Friday, May 30, 2008

I Never Make Sense Except Inside My Own Head, or I Am The Drama Queen

A few days ago I was posting about songs that bring me to tears, some times, though, it isn't the songs, just the life I'm living in.

For the most part, I have very few dark days, but when they're dark, they're really dark.

It seems that when God feels the need to speak to me it is giant sized instead of small and gentle. Perhaps I just don't pay attention well.

All in all, my stuff is small and silly. Some of the places I where I tune in to other peoples lives, the level of tragedy is beyond what I can imagine a human being enduring, and yet I'm still able to see God in the tears. Utterly amazing.

Somehow, though, when it is you that is being broken, it is hard and raw even if the reasons are petty.

It is always startling to be faced with your own failures. It is always daunting to look at and try to think through. It is always painful to accept, even when you see clearly that it is for your own good.

As my heart breaks these days over my own garbage, I'm trying to look out and see the sun. I'm trying to catch a glimpse of how this will be for His glory, how He will use it. I want to see something besides myself. I want to feel something else.

I am not pathetic, and yet I miss the days of friends.

I am a social person and I miss having those contacts. It is hard to go places and be known, but still know no one. I miss my small group from years ago. Even when I went to be with my fellow moms and I just couldn't give voice to the things deepest in my heart, they could see, somehow my aches and were able to pray for me and with me. They were able to just simply be with me.

It is hard to be alone.

I know that I am not alone from Him. But it is still hard to be alone from people.

I miss having real phone calls or silly chats. I miss running into people who are real friends or even just pals. I miss the cups of coffee and safe spots in life.

Today, perhaps only for just an hour or two, I am drowning, I am lost and broken.

I know there is light. I know I'm on the path. I know all this will be redeemed and used. I know this will be a part of who I am in the end and yet while I'm in it, it's harsh.

My reality is this life I'm living. I need to find the ways to accept it for EXACTLY what it is and not all the things I wish it to be or hope for it to become.

It is seeing that a huge part of my life these days is simply "taking it" while still showing grace and love to all those "giving it" to me.

I know it will come. I know I will have it provided at the very moments I need it.

2 comments:

Donna Boucher said...

Dear Jen,

I have gone thru those times when I was lonely for friends too.
It is very hard.
(It seemed that every time I made friends, they moved away.)

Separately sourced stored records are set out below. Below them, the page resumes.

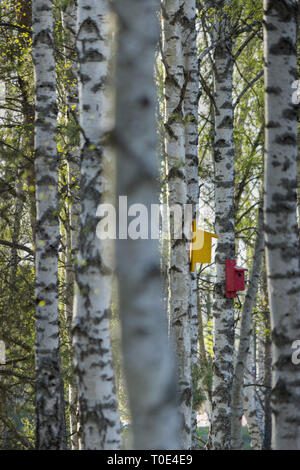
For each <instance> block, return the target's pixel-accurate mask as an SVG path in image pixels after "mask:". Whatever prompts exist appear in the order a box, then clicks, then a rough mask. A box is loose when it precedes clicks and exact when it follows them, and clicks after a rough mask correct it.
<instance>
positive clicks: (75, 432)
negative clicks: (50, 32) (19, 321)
mask: <svg viewBox="0 0 300 470" xmlns="http://www.w3.org/2000/svg"><path fill="white" fill-rule="evenodd" d="M62 20H63V26H64V31H65V38H64V40H65V47H64V53H65V57H66V61H69V63H70V64H71V66H70V76H71V80H68V82H67V86H66V101H67V113H66V122H67V123H69V124H71V125H76V121H78V117H79V113H78V104H79V96H78V93H79V91H78V77H77V75H78V73H77V72H78V59H77V54H76V28H77V4H76V1H75V0H71V1H69V3H68V4H67V5H66V7H65V9H64V10H63V12H62ZM70 82H71V86H70V85H69V83H70ZM74 82H75V84H74ZM74 114H75V119H74V116H73V115H74ZM74 121H75V122H74ZM69 146H70V148H69V152H68V155H67V164H68V196H69V197H70V199H71V205H70V209H69V214H68V216H69V217H68V221H67V226H66V294H65V304H66V307H65V308H66V320H67V328H68V340H69V345H70V348H71V349H72V319H73V310H74V297H75V292H74V286H75V261H76V259H77V254H78V245H79V231H80V227H79V225H80V196H79V184H80V148H79V146H80V142H79V136H78V137H77V136H76V138H75V142H74V141H72V142H71V141H70V142H69ZM71 356H73V355H72V354H71ZM69 415H70V434H71V438H70V439H71V447H72V450H78V449H79V445H80V444H79V434H78V425H79V423H78V391H77V387H76V384H75V378H73V379H72V382H71V383H70V384H69Z"/></svg>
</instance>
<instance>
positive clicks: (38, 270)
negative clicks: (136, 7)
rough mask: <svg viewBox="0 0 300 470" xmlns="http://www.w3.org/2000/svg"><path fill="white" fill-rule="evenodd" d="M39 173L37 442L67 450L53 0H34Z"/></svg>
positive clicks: (38, 202)
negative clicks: (60, 288) (60, 246)
mask: <svg viewBox="0 0 300 470" xmlns="http://www.w3.org/2000/svg"><path fill="white" fill-rule="evenodd" d="M32 12H33V61H34V69H35V93H36V102H35V104H36V115H35V139H34V150H35V172H36V207H37V220H36V263H35V275H36V446H37V449H48V450H55V449H64V447H65V416H64V395H63V393H64V391H63V382H62V376H61V366H60V355H59V324H58V246H59V239H60V233H59V222H58V192H57V183H58V153H57V149H56V118H57V103H56V79H55V61H54V39H53V17H52V2H51V1H50V0H33V1H32Z"/></svg>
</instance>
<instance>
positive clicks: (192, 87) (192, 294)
mask: <svg viewBox="0 0 300 470" xmlns="http://www.w3.org/2000/svg"><path fill="white" fill-rule="evenodd" d="M181 24H182V50H183V59H184V77H185V83H186V88H185V94H184V122H185V164H186V180H187V203H188V204H191V205H192V218H193V220H196V218H197V217H198V210H197V209H198V205H199V177H198V98H199V79H198V54H197V32H196V1H195V0H186V1H185V2H184V3H183V17H182V21H181ZM197 290H198V282H197V275H196V274H195V273H194V272H190V296H189V313H190V331H191V365H192V370H193V371H195V372H196V370H197V368H198V367H199V361H198V311H197V303H198V299H197V297H198V296H197ZM194 375H195V374H193V376H194ZM193 376H192V377H193ZM195 387H196V384H195V383H194V384H193V390H195ZM191 426H192V447H193V448H196V447H197V445H198V441H197V409H196V408H195V406H194V404H193V409H192V422H191Z"/></svg>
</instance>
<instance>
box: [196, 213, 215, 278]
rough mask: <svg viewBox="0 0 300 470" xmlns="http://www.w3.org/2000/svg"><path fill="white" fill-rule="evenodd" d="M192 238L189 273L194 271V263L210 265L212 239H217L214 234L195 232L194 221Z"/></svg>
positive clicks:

It's no fun being in the fire.
I say, "But, I don't like the fire." :o)

But I do know you will shine and reflect His glory all the more when you are thru it.

Love,
Donna

Jen said...

Kind words Donna. Thank you.
I have the make great friends & someone moves syndrome too. My siter-in-law says it happens that way so that you remain dependant on God and spouse, not friends. Still...
Then there's the fire. Yup. I hate being in it, I whine it's too hot and yet I know it does it's job.